Claiborne’s money, funneled through the Mississippi Department of Transportation, is for construction of a road to provide easier access to the Grand Gulf Nuclear Station north of Port Gibson. The total price tag for the road is $10 million. The remaining $2 million will have to be raised by the county.
The proposed road will extend from U.S. 61 north of Port Gibson to the Port of Claiborne County on the Mississippi River. It will leave U.S. 61 near Mississippi 18 and terminate near Bald Hill Road. The precise route has yet to be determined.
Part of Warren County’s money, $500,000, will help the county replace the present boat and barge for the Kings Point Ferry with an improved one, said John McKee, county engineer.
“We want to get rid of that cable if we can,” McKee said.

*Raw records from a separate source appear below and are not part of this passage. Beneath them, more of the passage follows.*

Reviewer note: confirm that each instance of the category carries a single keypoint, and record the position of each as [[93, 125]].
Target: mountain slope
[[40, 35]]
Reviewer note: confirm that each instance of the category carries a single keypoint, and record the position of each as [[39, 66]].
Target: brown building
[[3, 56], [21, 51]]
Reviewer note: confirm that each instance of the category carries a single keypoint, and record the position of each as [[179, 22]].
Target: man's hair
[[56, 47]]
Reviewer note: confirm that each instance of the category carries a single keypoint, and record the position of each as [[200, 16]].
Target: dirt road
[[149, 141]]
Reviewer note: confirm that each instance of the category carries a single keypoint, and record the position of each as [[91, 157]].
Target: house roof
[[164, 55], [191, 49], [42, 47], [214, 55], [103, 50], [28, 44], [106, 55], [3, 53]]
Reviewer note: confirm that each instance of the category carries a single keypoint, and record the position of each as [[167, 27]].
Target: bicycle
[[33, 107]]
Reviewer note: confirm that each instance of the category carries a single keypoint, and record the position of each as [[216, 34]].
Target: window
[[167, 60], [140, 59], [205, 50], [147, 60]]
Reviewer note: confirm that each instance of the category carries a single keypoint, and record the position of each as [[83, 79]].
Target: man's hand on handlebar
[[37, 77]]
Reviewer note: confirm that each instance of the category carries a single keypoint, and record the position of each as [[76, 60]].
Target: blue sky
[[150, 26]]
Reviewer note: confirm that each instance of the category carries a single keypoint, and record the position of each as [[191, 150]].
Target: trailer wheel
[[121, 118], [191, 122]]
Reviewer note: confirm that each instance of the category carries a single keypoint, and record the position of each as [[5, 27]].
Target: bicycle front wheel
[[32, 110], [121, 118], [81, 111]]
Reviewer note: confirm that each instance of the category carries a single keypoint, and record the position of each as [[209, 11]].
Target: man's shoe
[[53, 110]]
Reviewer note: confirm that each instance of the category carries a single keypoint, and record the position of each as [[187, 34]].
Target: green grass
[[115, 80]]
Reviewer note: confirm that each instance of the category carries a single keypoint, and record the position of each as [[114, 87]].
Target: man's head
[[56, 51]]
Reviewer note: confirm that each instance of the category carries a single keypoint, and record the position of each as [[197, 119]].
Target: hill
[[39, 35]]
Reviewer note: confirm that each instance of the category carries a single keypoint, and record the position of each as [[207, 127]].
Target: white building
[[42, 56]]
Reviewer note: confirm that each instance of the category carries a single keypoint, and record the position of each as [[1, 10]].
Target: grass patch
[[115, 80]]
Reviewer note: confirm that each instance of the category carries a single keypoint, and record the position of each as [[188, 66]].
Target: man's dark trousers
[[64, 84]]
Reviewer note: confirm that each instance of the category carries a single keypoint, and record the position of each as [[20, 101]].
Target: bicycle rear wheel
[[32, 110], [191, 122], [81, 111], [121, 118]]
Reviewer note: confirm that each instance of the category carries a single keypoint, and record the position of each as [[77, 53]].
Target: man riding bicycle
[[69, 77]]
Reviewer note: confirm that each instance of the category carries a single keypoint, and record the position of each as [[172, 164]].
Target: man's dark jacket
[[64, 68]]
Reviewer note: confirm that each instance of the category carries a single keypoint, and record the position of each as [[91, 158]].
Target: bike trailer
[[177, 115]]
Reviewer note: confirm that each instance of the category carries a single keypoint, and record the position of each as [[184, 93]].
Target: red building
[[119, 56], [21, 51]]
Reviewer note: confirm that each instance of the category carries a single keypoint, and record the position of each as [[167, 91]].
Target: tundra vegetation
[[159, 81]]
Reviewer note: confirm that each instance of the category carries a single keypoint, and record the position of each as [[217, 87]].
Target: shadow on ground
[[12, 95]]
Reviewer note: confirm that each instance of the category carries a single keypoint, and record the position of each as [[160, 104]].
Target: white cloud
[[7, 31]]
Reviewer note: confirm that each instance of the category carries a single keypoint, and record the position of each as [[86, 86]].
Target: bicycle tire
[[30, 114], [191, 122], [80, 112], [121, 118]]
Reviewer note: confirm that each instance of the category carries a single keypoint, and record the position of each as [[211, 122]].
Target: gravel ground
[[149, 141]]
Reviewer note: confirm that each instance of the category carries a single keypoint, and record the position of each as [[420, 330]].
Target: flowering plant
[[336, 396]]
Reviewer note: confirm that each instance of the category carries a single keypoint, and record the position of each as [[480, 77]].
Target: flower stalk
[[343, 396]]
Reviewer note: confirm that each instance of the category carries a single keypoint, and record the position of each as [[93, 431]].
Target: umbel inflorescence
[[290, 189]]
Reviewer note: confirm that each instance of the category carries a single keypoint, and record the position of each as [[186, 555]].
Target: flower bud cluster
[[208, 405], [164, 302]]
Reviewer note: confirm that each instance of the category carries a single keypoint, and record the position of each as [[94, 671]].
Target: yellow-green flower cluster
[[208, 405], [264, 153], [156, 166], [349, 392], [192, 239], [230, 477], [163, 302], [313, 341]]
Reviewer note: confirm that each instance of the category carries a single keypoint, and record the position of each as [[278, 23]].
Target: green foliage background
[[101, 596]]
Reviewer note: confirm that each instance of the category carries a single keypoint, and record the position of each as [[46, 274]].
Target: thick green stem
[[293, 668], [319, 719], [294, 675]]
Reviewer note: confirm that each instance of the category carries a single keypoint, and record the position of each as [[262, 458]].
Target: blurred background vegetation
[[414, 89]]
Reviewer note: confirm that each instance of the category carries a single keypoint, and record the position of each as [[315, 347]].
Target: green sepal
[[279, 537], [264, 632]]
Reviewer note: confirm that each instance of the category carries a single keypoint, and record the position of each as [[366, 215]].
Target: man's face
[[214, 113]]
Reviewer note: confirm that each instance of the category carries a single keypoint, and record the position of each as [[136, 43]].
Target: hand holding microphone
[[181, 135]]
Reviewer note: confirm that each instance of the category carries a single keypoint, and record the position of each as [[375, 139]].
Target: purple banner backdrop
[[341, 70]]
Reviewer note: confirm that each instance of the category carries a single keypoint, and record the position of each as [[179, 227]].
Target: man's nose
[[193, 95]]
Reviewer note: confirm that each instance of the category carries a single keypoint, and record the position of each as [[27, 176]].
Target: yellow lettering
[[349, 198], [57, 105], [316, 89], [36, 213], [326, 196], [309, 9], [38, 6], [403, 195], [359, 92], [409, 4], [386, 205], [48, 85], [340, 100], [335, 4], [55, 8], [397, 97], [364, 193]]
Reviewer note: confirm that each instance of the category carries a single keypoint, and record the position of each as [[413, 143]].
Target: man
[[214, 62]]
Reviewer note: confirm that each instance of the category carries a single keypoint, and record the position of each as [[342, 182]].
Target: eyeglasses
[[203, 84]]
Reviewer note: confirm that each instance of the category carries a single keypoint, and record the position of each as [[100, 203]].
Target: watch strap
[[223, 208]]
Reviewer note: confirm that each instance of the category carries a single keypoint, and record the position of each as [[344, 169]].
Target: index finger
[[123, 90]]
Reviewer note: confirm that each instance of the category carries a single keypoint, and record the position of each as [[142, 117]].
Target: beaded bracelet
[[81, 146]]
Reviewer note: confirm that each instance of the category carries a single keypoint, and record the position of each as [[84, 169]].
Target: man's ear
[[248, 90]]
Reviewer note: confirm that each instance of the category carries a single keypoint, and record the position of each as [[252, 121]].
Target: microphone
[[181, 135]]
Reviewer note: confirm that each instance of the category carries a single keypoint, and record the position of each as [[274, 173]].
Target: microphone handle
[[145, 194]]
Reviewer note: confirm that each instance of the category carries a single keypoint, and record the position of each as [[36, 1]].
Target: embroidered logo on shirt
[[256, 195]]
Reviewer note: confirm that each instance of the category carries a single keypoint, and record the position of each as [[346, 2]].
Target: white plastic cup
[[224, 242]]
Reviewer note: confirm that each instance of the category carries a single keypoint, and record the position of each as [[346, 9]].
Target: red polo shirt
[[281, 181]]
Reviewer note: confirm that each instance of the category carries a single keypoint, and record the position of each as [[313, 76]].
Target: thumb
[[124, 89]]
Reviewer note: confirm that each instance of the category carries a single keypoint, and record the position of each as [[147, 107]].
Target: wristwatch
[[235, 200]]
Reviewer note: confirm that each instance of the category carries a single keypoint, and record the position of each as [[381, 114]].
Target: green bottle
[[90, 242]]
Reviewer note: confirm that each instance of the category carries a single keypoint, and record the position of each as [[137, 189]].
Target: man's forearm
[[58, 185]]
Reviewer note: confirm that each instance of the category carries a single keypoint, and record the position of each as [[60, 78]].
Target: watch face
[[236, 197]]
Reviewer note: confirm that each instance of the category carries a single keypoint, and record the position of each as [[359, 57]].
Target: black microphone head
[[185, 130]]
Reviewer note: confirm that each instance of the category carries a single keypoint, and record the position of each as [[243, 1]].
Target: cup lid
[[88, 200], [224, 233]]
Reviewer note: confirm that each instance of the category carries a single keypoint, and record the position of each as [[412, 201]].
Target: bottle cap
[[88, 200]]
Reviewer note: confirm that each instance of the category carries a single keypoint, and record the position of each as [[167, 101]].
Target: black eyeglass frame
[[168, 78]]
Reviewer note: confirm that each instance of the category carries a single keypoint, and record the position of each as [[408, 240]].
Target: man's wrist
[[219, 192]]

Monday, he received authorization from the Warren County Board of Supervisors to seek a consultant to help write the specifications so the county can advertise for bids.
That all has to happen soon, McKee said. “We have to have that money committed by the end of September.”
Kings Point is land northwest of downtown Vicksburg that is cut off from the rest of the county by the Yazoo Diversion Canal. The existing cable-guided ferry provides the only link for farmers, hunters and timber crews that own or lease most of the island.
The other portion of the county’s share is $400,000 for a study of the feasibility of adding another 80 acres to the E.W. Haining Industrial Center, said Jimmy Heidel, executive director of the Warren County Port Commission.
The Port of Vicksburg and industrial land, known as the Harbor Project, was built in the early 1960s to create sites with access to the Mississippi River. It was supposed to fill up in 25 years, but all sites were taken in 15. Another slack water harbor canal was dredged toward the north from the west end of the original park and a few more acres of flood-free industrial land was built up. That has now been filled.
“What will probably happen is that MDOT will contract with the (U.S. Army) Corps of Engineers for the study since they are involved in the river, the environment and permits anyway,” Heidel said.
Tentatively, the extension will be built north from the earlier extension.